Like today, much of this optimism took place on the lunatic fringe, and books like James Webb's The Occult Underground, which charts the history of a variety of occult, mystical and in some way alternative societies at the turn of the 19th century, are an entertaining and sobering read. But a good deal of this activity had firmer foundations and found its way into some of the most intelligent minds of the time, influencing the literature, art, and social theory of the era. In the concluding essay "The Modernist Occultist" I will touch on some of the results of this influence.

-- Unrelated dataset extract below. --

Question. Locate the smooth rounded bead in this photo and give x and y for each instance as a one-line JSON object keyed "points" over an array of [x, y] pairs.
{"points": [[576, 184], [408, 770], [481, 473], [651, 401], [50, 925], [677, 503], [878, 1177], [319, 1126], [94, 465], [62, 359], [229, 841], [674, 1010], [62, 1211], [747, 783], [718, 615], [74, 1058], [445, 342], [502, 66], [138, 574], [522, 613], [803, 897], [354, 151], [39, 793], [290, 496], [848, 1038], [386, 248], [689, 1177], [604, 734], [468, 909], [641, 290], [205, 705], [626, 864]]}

Probably the most immediate name to come to mind associated with the occult revival of the late 19th century is W.B. Yeats. Yeats was drawn to the occult early on and was a member of two of the most celebrated magical organizations of modern times: the Theosophical Society and the Hermetic Order of the Golden Dawn, both of which we will hear more of shortly. But poets were not the only individuals drawn to the dark side of the mind. The psychologist and philosopher William James was deeply interested in the phenomenology of mystical experience, so much so that he sought some first hand evidence, experimenting with both nitrous oxide and peyote. One result of this was his classic The Varieties of Religious Experience, which argued for the validity and importance of supernatural experience, over the uniform strictures of dogma. James was also profoundly drawn to a study of the paranormal, being at one time a president of the Society for Psychical Research, a position he shared with his friend and fellow philosopher Henri Bergson. Bergson, too, was a student of the non-rational areas of consciousness, and along with studies of telepathy and other paranormal abilities he wrote on dreams, mysticism, and altered states of consciousness. Bergson was also one of the first philosophers to draw on the new advances in biology and to argue against the mechanistic vision of positivist science. In books like Time and Free Will (1889) and Matter and Memory (1896) Bergson advanced the idea that reason and the intellect were evolutionary tools developed by the mind in order to deal with the necessities of survival. To be effective they must falsify reality and present as a static, solid world of material things what is really a ceaseless flow of experience. A truer, deeper rapport with reality, Bergson argued, can be achieved only through our intuition, something the Romantics had claimed a century earlier. One writer profoundly influenced by Bergson's ideas was Marcel Proust, whose Remembrance of Things Past is an extended essay in Bergson's duration.